Alibaba reported adjusted EPS of 14.82 yuan ($2.14) on revenue of 153.75 billion yuan ($21.76 billion). Both numbers topped analyst expectations of $2 and $21.3 billion, respectively. Revenue for the quarter was up 34% from a year ago.
Alibaba’s cloud services revenue growth was particularly strong, jumping 59% to $1.75 billion.
Impressive User Growth: Needham analyst Vincent Yu said Alibaba’s 28 million new mobile monthly active users added in the quarter exceeded his expectations by about 5 million users.
“We particularly like that Taobao Deals, which focuses on serving value-conscious consumers, has reached an MAU of 40 million,” Yu wrote in a note.
KeyBanc analyst Hans Chung said user growth and new monetization streaming, such as feed and live streaming, should help Alibaba continue to fend off new e-commerce competition in China.

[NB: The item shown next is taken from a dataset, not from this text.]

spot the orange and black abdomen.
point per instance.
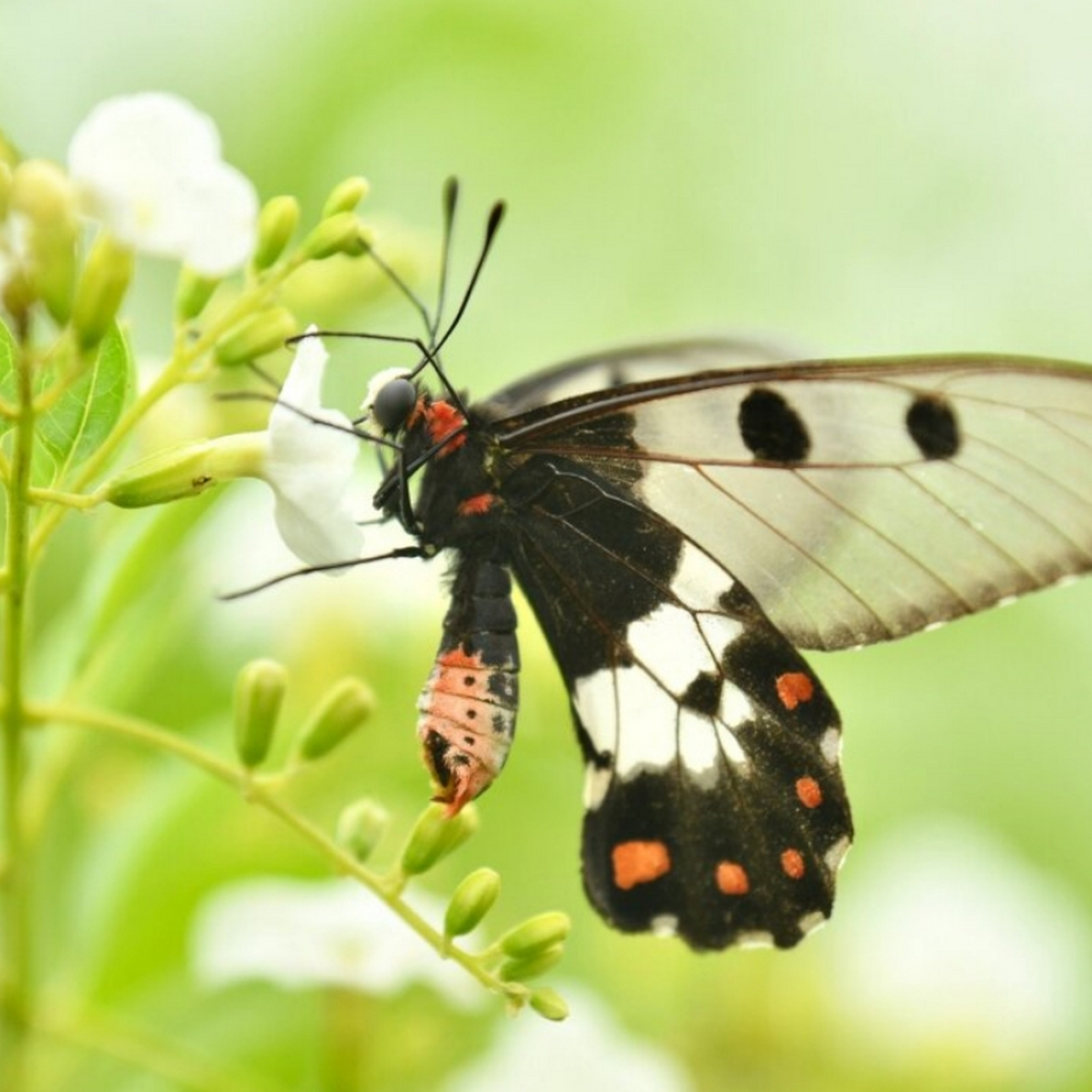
(468, 706)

“BABA's breadth and depth in consumer economy, cross-platform synergies, and potential in Alicloud and Ant Financial could prove to be MT/LT drivers to the stock, in our view,” Chung wrote.

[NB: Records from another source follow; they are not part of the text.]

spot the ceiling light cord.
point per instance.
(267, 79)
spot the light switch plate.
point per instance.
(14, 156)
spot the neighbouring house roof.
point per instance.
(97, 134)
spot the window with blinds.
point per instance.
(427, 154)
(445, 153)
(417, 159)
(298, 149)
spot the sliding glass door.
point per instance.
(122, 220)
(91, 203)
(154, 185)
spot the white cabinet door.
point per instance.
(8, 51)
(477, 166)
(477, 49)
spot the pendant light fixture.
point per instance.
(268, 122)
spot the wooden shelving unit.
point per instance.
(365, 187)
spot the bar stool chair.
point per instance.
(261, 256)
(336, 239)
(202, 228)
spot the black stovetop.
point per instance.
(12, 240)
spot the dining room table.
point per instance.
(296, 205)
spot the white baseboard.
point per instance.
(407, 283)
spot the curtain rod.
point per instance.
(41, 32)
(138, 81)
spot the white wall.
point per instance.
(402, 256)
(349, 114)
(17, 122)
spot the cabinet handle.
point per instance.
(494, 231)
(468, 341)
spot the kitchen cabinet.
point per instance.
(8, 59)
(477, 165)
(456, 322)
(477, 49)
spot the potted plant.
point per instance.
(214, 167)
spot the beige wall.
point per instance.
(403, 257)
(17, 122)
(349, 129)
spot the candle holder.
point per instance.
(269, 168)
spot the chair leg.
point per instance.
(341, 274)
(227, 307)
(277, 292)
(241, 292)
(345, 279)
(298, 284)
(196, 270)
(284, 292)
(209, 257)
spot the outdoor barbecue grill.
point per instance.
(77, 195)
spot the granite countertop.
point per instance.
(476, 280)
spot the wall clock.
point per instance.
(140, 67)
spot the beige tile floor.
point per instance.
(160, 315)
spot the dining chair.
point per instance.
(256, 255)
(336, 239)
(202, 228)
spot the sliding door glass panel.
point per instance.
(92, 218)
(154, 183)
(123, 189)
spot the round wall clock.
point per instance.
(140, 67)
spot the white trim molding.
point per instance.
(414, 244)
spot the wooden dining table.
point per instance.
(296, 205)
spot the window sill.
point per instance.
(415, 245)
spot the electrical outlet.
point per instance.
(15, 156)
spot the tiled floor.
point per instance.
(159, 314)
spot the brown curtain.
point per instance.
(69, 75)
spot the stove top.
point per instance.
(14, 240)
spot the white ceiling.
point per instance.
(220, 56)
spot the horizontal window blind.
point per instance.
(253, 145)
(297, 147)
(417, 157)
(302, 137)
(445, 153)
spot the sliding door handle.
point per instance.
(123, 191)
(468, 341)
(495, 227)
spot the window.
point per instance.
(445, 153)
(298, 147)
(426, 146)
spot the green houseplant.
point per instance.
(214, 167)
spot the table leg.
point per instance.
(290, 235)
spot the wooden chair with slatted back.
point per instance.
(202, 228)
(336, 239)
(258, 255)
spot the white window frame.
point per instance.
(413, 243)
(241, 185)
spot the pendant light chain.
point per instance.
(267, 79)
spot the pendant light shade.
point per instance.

Investing In The Future: Bank of America analyst Eddie Leung said Alibaba is doing a commendable job of investing in growth initiatives but also managing costs.
“GMV of TMall physical products accelerated to 27% YoY from 10% in 1Q20 due to pent-up demand, more aggressive promotion and additional features for customized user experience such as value deals, influencer marketing and live streaming,” Leung wrote.
Raymond James analyst Aaron Kessler said Alibaba’s core growth has fully recovered from the downturn and the stock is one of his top picks in the tech space.
“Alibaba remains our top Internet mega-cap pick given: we expect continued solid China ecommerce growth with Alibaba as the biggest winner (Alibaba captured about one-sixth of China total retail sales in FY20, crossing $1T in GMV); 2) we believe take rate upside is underappreciated (<4% in FY20 with potential for the mid/high-single digits); we believe valuation is attractive at ~18x 2021 marketplace EPS (including SBC) on our base case scenario vs. ~20%+ expected long-term growth,” Kessler wrote.
BABA Ratings And Price Targets:
- Raymond James has a Strong Buy rating and $320 target.
- Needham has a Buy rating and $275 target.
- KeyBanc has an Overweight rating and $295 target.
- Bank of America has a Buy rating and $317 target.